A Pipeline for Data-Driven Learning of Topological Features with Applications to Protein Stability Prediction
Amish Mishra, Francis Motta
TL;DR
This work advances a data-driven pipeline that learns topological features from protein structure data to predict stability, demonstrating that topology-based features can approach the predictive power of expert-curated biophysical features. By combining persistent homology with CDER, the authors obtain compact, interpretable descriptors that capture loop and void structures across multiple homology dimensions, and they show these features correlate strongly with SME descriptors.

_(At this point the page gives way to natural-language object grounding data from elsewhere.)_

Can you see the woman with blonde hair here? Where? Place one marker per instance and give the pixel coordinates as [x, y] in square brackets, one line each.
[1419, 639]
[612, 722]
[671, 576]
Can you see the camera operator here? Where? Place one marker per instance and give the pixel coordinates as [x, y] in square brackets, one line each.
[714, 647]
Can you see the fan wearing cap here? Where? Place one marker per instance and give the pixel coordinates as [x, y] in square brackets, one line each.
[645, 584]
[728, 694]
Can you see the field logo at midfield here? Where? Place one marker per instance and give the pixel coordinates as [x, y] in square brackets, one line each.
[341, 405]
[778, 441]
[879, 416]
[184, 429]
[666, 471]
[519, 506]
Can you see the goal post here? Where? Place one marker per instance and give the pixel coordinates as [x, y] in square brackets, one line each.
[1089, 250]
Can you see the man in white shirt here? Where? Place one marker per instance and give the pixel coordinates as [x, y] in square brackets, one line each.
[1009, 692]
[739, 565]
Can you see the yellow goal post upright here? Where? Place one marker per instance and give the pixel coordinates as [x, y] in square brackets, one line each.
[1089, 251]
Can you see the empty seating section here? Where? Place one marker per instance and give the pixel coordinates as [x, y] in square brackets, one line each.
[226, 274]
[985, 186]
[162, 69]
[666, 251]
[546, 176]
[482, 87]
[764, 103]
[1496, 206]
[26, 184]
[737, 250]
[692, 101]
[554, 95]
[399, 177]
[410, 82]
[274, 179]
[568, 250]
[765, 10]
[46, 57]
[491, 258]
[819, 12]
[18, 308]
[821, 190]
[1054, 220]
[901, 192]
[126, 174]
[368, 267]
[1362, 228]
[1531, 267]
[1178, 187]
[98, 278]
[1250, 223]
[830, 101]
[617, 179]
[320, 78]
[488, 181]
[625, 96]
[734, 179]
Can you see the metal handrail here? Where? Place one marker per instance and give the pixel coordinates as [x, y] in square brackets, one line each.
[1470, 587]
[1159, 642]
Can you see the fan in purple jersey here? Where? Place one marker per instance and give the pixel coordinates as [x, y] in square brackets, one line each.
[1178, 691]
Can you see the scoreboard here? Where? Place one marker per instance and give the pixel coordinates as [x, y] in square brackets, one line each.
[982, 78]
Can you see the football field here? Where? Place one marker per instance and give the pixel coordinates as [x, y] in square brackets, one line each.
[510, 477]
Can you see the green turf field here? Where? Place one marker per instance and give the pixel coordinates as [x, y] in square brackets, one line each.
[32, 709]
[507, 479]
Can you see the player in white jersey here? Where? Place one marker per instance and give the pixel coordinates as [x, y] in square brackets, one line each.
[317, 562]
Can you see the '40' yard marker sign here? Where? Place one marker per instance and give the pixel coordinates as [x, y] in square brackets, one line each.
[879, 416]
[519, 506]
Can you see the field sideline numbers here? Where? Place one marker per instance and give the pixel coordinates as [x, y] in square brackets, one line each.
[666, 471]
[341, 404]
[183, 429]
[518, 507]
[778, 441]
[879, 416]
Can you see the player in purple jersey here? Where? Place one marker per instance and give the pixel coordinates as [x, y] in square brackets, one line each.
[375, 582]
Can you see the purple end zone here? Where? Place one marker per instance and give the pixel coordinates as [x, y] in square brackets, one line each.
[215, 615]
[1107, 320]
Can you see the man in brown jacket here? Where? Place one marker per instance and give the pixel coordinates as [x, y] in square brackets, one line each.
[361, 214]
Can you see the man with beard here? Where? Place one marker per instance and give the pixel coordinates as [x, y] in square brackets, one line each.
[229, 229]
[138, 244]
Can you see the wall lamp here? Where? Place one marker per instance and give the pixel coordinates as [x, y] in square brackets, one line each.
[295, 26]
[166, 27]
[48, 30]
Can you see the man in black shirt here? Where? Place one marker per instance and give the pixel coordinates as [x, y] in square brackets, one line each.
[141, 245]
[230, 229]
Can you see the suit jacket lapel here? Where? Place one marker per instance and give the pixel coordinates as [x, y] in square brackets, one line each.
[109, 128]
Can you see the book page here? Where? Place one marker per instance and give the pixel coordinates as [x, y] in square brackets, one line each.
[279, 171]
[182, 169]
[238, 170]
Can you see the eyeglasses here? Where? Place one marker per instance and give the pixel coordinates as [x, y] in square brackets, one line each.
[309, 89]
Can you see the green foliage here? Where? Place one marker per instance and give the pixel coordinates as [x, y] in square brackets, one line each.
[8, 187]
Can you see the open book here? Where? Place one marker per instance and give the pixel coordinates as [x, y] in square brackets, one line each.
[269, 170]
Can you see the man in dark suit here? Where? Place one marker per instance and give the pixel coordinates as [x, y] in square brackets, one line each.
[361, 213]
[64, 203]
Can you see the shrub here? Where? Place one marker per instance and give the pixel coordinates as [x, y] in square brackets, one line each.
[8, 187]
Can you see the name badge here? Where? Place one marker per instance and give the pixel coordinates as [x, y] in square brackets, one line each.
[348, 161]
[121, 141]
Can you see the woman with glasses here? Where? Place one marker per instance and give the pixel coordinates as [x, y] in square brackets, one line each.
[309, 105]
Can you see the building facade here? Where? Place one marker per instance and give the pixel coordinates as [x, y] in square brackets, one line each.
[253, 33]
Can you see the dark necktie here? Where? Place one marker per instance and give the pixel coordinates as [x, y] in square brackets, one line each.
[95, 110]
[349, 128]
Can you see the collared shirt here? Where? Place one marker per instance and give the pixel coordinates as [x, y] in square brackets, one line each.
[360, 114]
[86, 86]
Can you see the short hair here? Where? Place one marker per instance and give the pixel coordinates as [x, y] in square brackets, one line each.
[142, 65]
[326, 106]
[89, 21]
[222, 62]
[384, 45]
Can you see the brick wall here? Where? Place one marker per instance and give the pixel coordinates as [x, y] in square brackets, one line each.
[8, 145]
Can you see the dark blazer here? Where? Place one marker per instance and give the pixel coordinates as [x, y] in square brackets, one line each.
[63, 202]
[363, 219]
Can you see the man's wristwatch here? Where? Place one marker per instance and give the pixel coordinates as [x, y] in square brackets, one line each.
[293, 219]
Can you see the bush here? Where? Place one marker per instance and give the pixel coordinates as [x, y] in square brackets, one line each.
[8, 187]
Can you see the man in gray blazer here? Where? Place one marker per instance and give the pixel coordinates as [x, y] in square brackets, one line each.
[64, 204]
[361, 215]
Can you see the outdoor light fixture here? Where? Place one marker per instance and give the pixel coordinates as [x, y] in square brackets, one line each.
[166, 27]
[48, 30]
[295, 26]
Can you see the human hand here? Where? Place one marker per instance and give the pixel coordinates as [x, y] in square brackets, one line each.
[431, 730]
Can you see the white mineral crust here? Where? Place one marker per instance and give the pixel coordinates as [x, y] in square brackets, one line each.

The study shows that CDER features alone achieve 92–99% of SME performance and can offer modest improvements when fused with SME features for certain topologies, suggesting that topology can reveal complementary discriminative information. The approach provides a general TDA-ML pipeline for extracting informative, interpretable topological descriptors from biomolecular data, with potential applications beyond protein stability and toward broader structure-function analyses.
Abstract
In this paper, we propose a data-driven method to learn interpretable topological features of biomolecular data and demonstrate the efficacy of parsimonious models trained on topological features in predicting the stability of synthetic mini proteins. We compare models that leverage automatically-learned structural features against models trained on a large set of biophysical features determined by subject-matter experts (SME). Our models, based only on topological features of the protein structures, achieved 92%-99% of the performance of SME-based models in terms of the average precision score. By interrogating model performance and feature importance metrics, we extract numerous insights that uncover high correlations between topological features and SME features. We further showcase how combining topological features and SME features can lead to improved model performance over either feature set used in isolation, suggesting that, in some settings, topological features may provide new discriminating information not captured in existing SME features that are useful for protein stability prediction.